Adoption de la nouvelle stratégie de l’économie sociale et solidaire (ESS)
Le 9 juillet 2026, le Conseil supérieur de l'économie sociale et solidaire (CSESS) a adopté la première stratégie nationale de l'économie sociale et solidaire (ESS). Élaborée à l'issue d'un vaste travail de concertation, cette feuille de route fixe les priorités de l'État pour accompagner le développement de l'ESS à l'horizon 2030 et répond à la recommandation du Conseil de l'Union européenne invitant les États membres à se doter d'une stratégie nationale dédiée.
L'économie sociale et solidaire rassemble les associations, coopératives, mutuelles, fondations et entreprises sociales qui placent l'utilité sociale ou environnementale au cœur de leur activité. Représentant 13.7% de l’emploi privé en France, l’ESS est un acteur majeur de l'économie française et dont ses structures se distinguent par une lucrativité limitée, une gouvernance démocratique et une gestion responsable.
La stratégie nationale vise à faire de l'ESS un levier durable du développement économique, social et territorial de la France. Elle poursuit plusieurs objectifs : reconnaître pleinement la contribution du secteur à l'économie française, lever les freins à son développement, sécuriser ses financements et inscrire durablement son action au cœur des politiques publiques.
Elle s'organise autour de cinq axes stratégiques, déclinés en 28 orientations, 108 actions et 10 indicateurs de suivi :
- Renforcer la gouvernance de l'ESS aux niveaux interministériel et territorial ;
- Faciliter l'investissement dans les structures de l'ESS grâce notamment au développement de l'agrément ESUS et de la finance solidaire ;
- Mobiliser l'ESS pour accompagner les grandes transitions, en soutenant des filières stratégiques telles que l'économie circulaire, l'alimentation durable, le tourisme social ou encore la culture ;
- Promouvoir l'économie sociale et solidaire en France ;
- Renforcer son rayonnement à l'international.

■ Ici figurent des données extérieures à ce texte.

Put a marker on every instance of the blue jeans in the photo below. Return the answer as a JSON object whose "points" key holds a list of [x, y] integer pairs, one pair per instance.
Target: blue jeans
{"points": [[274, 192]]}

Une stratégie fondée sur la concertation
L'élaboration de cette stratégie s'est appuyée sur une démarche de co-construction associant l'ensemble des parties prenantes.

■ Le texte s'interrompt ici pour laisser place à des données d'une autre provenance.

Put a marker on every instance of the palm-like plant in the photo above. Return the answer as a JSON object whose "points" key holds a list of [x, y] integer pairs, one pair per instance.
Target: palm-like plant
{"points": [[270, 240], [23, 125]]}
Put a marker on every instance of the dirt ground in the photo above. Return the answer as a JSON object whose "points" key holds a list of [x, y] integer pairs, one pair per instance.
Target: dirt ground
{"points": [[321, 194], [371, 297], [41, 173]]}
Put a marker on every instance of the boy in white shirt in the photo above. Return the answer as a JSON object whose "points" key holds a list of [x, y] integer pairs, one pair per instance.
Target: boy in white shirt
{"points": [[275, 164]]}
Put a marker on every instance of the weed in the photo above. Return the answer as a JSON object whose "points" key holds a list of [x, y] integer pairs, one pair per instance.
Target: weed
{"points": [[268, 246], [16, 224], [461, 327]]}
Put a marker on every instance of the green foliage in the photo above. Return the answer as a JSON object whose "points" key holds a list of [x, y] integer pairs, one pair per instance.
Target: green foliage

Entre avril et septembre 2025, une large consultation a mobilisé les représentants de l'ESS, les collectivités territoriales, les administrations, les acteurs économiques et les citoyens. Cette phase a donné lieu à 70 consultations nationales, 18 consultations régionales et près de 2 000 contributions en ligne.
À l'issue de cette concertation, un groupe de travail issu du Conseil supérieur de l'ESS, réuni entre décembre 2025 et juin 2026, a finalisé la rédaction du document. Plus de 60 services de l'État ont participé aux échanges afin d'assurer la cohérence de la stratégie avec les politiques publiques existantes.

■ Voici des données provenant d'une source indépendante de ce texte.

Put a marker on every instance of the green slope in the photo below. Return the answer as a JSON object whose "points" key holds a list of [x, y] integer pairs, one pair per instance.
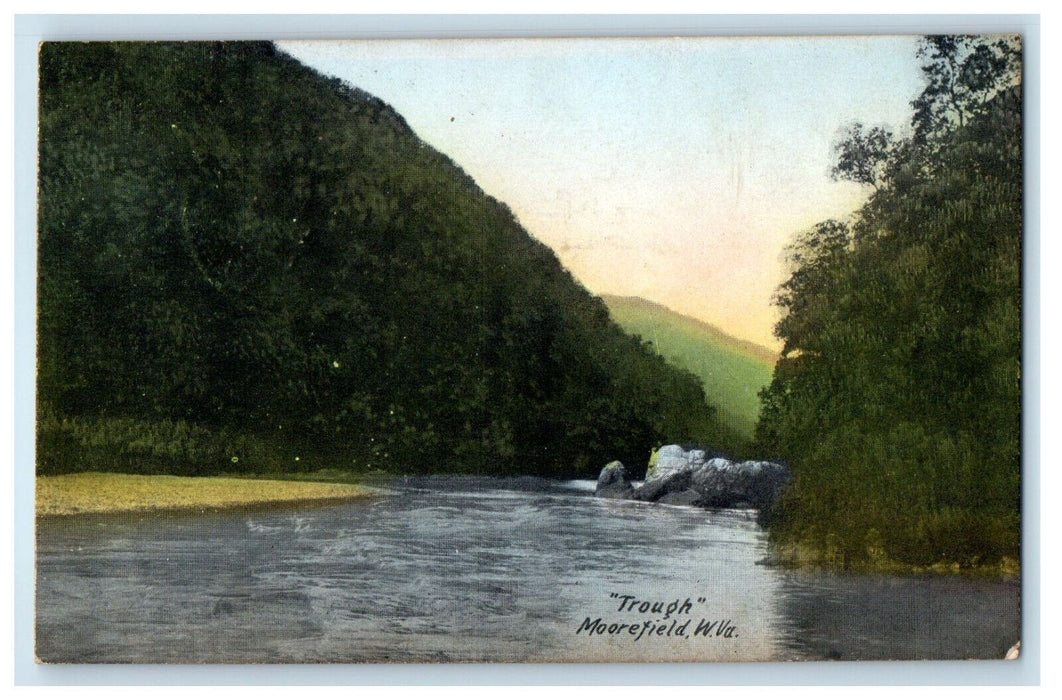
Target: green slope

Une forte implication de la direction générale du Trésor
La direction générale du Trésor a été pleinement mobilisée tout au long de l'élaboration de la stratégie. Elle a participé aux instances de pilotage, coordonné les consultations régionales avec les correspondants ESS, rédigé une première version du document ayant servi de base aux travaux du groupe de travail présidé par le cabinet du ministre chargé de l'ESS, Serge Papin, puis conduit la concertation interministérielle ayant permis d'aboutir à une version partagée de la stratégie.
Consultez les synthèses de ces concertations
Des objectifs mesurables à l'horizon 2030
Afin d'évaluer la mise en œuvre de la stratégie, dix cibles prioritaires ont été définies. Parmi elles figurent notamment :
- Porter la part de l'ESS à 15 % de l'emploi privé ;
- Atteindre 3 500 structures agréées ESUS d'ici 2030 ;
- Porter à 1,5 milliard d'euros l'épargne collectée par les entreprises solidaires.
La mise en œuvre de la stratégie fera l'objet d'un suivi annuel dans le cadre du Conseil supérieur de l'ESS, avec l'association des Régions afin d'assurer une articulation cohérente entre les stratégies nationale et régionales.
Une clause de revoyure en 2030 permettra d'évaluer les premiers résultats, d'actualiser les priorités si nécessaire et de définir une nouvelle feuille de route pour les cinq années suivantes. Le Comité interministériel de l'ESS, qui sera créé suite à l’adoption de cette stratégie, assurera le suivi transversal de cette stratégie, qui marque une étape importante dans la reconnaissance de l'économie sociale et solidaire comme acteur essentiel des transitions économiques, sociales et environnementales.